A recent national report documented declining marriage rates and an increase in the number of children born before marriage to women in their 20s and 30s. The report, "Knot Yet," also showed sharp benefits and few disadvantages to marrying in the 20s, a time that instead increasingly serves as a period of adventure and self-discovery. These "Odyssey Years," the report said, are marked by fun, travel, school, jobs and multiple relationships instead of the marriages that earlier generations used as launching pads to family life. More Americans are either postponing or forgoing marriage.
Pluses and minuses
"Clearly, waiting has an upside for some. Women who can get their education and experience in their 20s and marry in their 30s clearly benefit professionally from taking that approach," said W. Bradford Wilcox, director of the National Marriage Project at the University of Virginia, which put out the report in mid-March with the National Campaign to Prevent Teen and Unplanned Pregnancy and the RELATE Institute, a consortium that promotes strong premarital and marital relationships. Wilcox said those women who use their 20s to get an education and launch a career enjoy a $10,000 premium in earnings. Others don't derive the same benefit.
Delayed marriage also makes divorce less likely, but "as divorce insurance, it has diminishing returns," Wilcox said. Within five years, 31 percent of teen marriages end in divorce, compared to 15 percent of mid-20s marriages and 11 percent of mid-30s marriages.
On the other hand, the report also found that women who were married in their 20s are more likely to call themselves "very happy" in marriage. Waiting brings risks, including a smaller dating pool from which to select a partner. Besides that, young adults who marry in their 20s are more likely to have children in wedlock, which creates a more stable family footing. Couples are more likely to keep ties to and share the same faith. And they are more apt to avoid what the researchers call "relational cynicism." Fertility also peaks around age 28.
"If you're in a good relationship AND your friends and family are enthusiastic about the character of your beloved, it's time to discern if you're called to marriage — even if you're in your 20s," the researchers concluded.
Among those more likely to thrive married than single are young adults, mothers and fathers and men in general, according to the report.

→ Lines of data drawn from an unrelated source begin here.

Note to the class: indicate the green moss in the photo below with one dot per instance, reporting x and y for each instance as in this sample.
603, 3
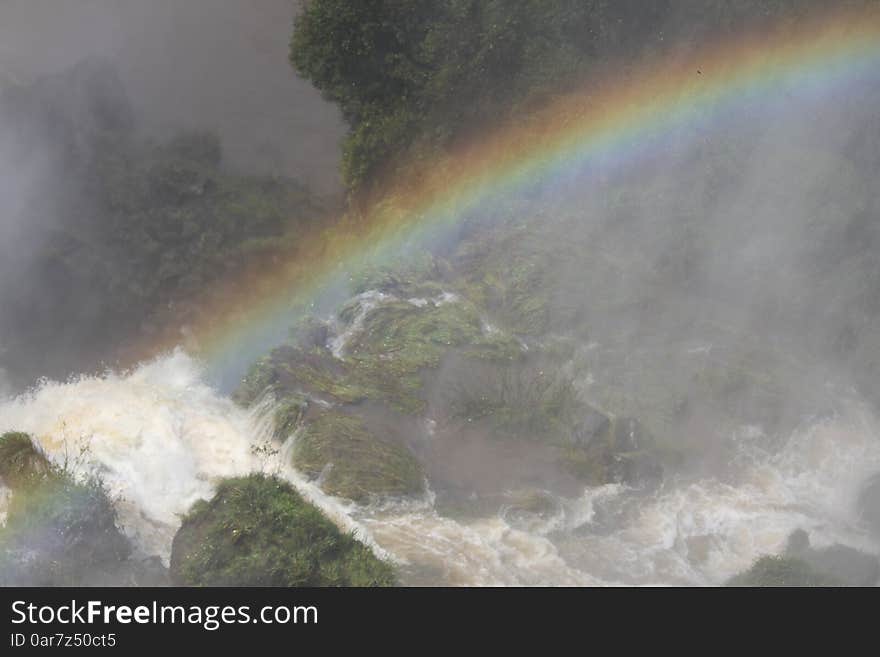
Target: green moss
385, 361
21, 463
352, 462
288, 415
258, 531
517, 399
781, 571
60, 532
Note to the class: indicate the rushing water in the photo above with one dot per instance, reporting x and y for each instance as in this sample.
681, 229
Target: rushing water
161, 437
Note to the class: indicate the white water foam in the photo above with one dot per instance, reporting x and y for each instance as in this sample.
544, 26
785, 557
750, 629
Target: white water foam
161, 438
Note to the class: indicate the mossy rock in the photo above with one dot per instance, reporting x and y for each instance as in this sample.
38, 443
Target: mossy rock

Still, not everyone wants to be married, and that's fine, said Lori Gottlieb, psychotherapist and author of "Marry Him: The Case for Settling for Mr. Good Enough." But she believes that for the majority who do hope to marry, it's possible to wait too long or be too picky. "I think that a lot of people feel that there is something negative about getting married in your early 20s. A lot of people are waiting much longer. There is not a perfect age. You meet the person when you meet the person, and I wouldn't advocate marrying younger just to get married.
"I don't think everybody needs to get married. But many people want to get married, so I think it's important to really focus on how that's going to happen," said Gottlieb, who did not help write "Knot Yet."
As those around a person find mates, the pool of potential partners becomes smaller. A single person in his or her 30s and beyond will not have as many opportunities as someone who is younger. Many single people won't admit they want to get married because it doesn't seem to be politically correct. Research, however, shows most people still value marriage as a goal, she said.
Wilcox and Gottlieb are among experts discussing the age-related findings Thursday in Beverly Hills, Calif.